L'esponente radicale in sciopero della fame e della sete per la mancanza di visibilità della sua lista. La denuncia viene fatta a Milano dove è candidata contro Pd e sinistra. Mentre a Roma capeggia l'intera coalizione. C'è chi si chiede se vuole perdere. Noi chiediamo alla sinistra che l'appoggia: ne vale la pena?
Emma Bonino prende per un giorno la ribalta politica non grazie a qualche proposta particolarmente pungente per la Regione Lazio ma in virtù di una storica battaglia radicale, quella per la «pluralità e correttezza delle informazioni» per far sì che la campagna elettorale costituisca davvero una «competizione repubblicana degna di questo nome». Insomma, i radicali protestano per le scarse apparizioni televisive - e hanno ragione - in genere dedicate solo a quattro o cinque partiti, quelli che poi hanno la reale rappresentanza istituzionale (Pdl, Pd, Lega, Idv, Udc). Per dare corpo a questa iniziativa la candidata alla presidenza del Lazio ha quindi deciso di praticare uno sciopero della fame e della sete rivolgendo un appello «alle alte cariche istituzionali», leggi il Presidente della Repubblica. La cosa non costituisce una particolare novità se non per la concomitanza di due fatti: il primo, visibile ai più, è che la protesta dell'esponente radicale coincide con la sua autorevole candidatura alla Regione Lazio; il secondo è che l'annuncio è stato dato a Milano in una conferenza stampa convocata assieme a Marco Cappato, candidato radicale alla presidenza della Lombardia - in alternativa al Pd con cui invece si è fatta l'alleanza nel Lazio - a nome di una lista Bonino-Pannella in cui la stessa Emma Bonino è candidata. Candidata alla presidenza nel Lazio, quindi, a nome di tutto il centrosinistra; candidata nella lista radicale in Lombardia contro l'alleanza capeggiata da Penati e contro la stessa lista di sinistra, capeggiata da Vittorio Agnoletto che pure è nella sua coalizione a Roma. Un pasticcio evidente, che fa torto all'intelligenza dei protagonisti ma soprattutto a quella di tanti elettori e elettrici della sinistra variamente collocata.
Di fronte a questo metodo e a questa modalità di condurre la battaglia politica la domanda a noi sembra d'obbligo: a Emma Bonino interessa davvero vincere la sfida per il Lazio contro Renata Polverini? O interessa di più la sopravvivenza della propria lista, del proprio partito, della propria "famiglia" politica, quei radicali che da circa quarant'anni riescono ad avere un ruolo, spesso di primo piano?
Astrattamente, nulla vieta a una candidata alla Presidenza di regione di condurre una propria battaglia specifica, per quanto la richiesta di legalità abbia caratteristiche generali. Ma qui c'è un punto delicatissimo che probabilmente sta facendo sudare freddo lo stato maggiore del Pd. Se la denuncia di Bonino, e di Pannella, è seria e fondata e se a questa denuncia non seguirà una qualche soluzione accettabile, la leader radicale dovrebbe ritirare la propria candidatura al servizio della coalizione di centrosinistra.

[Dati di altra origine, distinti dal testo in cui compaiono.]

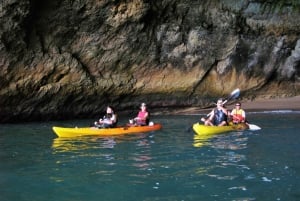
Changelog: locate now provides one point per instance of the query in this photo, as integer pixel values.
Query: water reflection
(104, 155)
(222, 152)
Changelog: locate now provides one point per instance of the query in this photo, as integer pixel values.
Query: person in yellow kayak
(109, 120)
(218, 116)
(142, 119)
(238, 115)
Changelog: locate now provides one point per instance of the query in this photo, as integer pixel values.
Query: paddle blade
(253, 127)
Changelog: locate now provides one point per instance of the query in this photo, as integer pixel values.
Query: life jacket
(219, 116)
(237, 116)
(143, 121)
(109, 116)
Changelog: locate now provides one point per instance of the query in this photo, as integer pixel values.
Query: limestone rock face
(70, 58)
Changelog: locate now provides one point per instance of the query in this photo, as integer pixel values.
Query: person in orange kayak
(238, 115)
(142, 119)
(109, 120)
(218, 116)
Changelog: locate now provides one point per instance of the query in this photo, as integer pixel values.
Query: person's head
(238, 105)
(220, 102)
(143, 106)
(109, 110)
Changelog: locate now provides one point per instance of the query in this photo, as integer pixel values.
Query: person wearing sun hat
(238, 114)
(142, 118)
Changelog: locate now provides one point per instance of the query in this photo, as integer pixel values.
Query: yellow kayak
(201, 129)
(87, 131)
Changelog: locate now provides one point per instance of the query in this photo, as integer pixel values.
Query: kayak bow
(201, 129)
(87, 131)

L'ipotesi è stata anche fatta circolare tanto che il segretario Pd, Bersani, a domanda specifica ha dovuto rispondere: «A me non risulta». E comunque, con l'iniziativa eclatante annunciata oggi Emma Bonino sveste i panni della candidata di tutti e si ritaglia quelli di candidata di bandiera, rendendo chiaramente più difficile la propria affermazione.
Ovviamente, non ce ne scandalizziamo. La candidatura di Bonino nel Lazio non incontra il nostro favore e l'abbiamo già scritto. Facciamo notare però che spesso le alleanze elettorali sono giustificate - a sinistra è un refrain costante - in nome del fronte comune contro gli avversari e quindi come necessità che si impone. E chi accetta questo gioco in genere fa di tutto per rappresentare la propria alleanza, non solo per correttezza ma anche per maggiore efficacia. Da quando è candidata, invece, Emma Bonino non ha mai voluto nascondere il vincolo che la lega al proprio partito e a questo ha sempre ricondotto qualsiasi iniziativa pubblica e qualsiasi intervento. Una donna coerente, certamente, profondamente radicale, non c'è dubbio; ma talmente attaccata alla propria storia, alle proprie origini, alla sopravvivenza della propria componente da mettere a repentaglio l'obiettivo più alto che si è dato. E se finora non ci convinceva per il merito e il senso della sua proposta - legittima e coerente, certamente, ma non rappresentabile una battaglia di sinistra, per quanto edulcorata - oggi inizia a contrariarci anche sul piano del metodo e dell'eleganza politica. Crediamo che la sinistra che, per calcolo e opportunità, si riconosce nella sua candidatura, dovrebbe chiedersi con serietà: ma ne vale davvero la pena?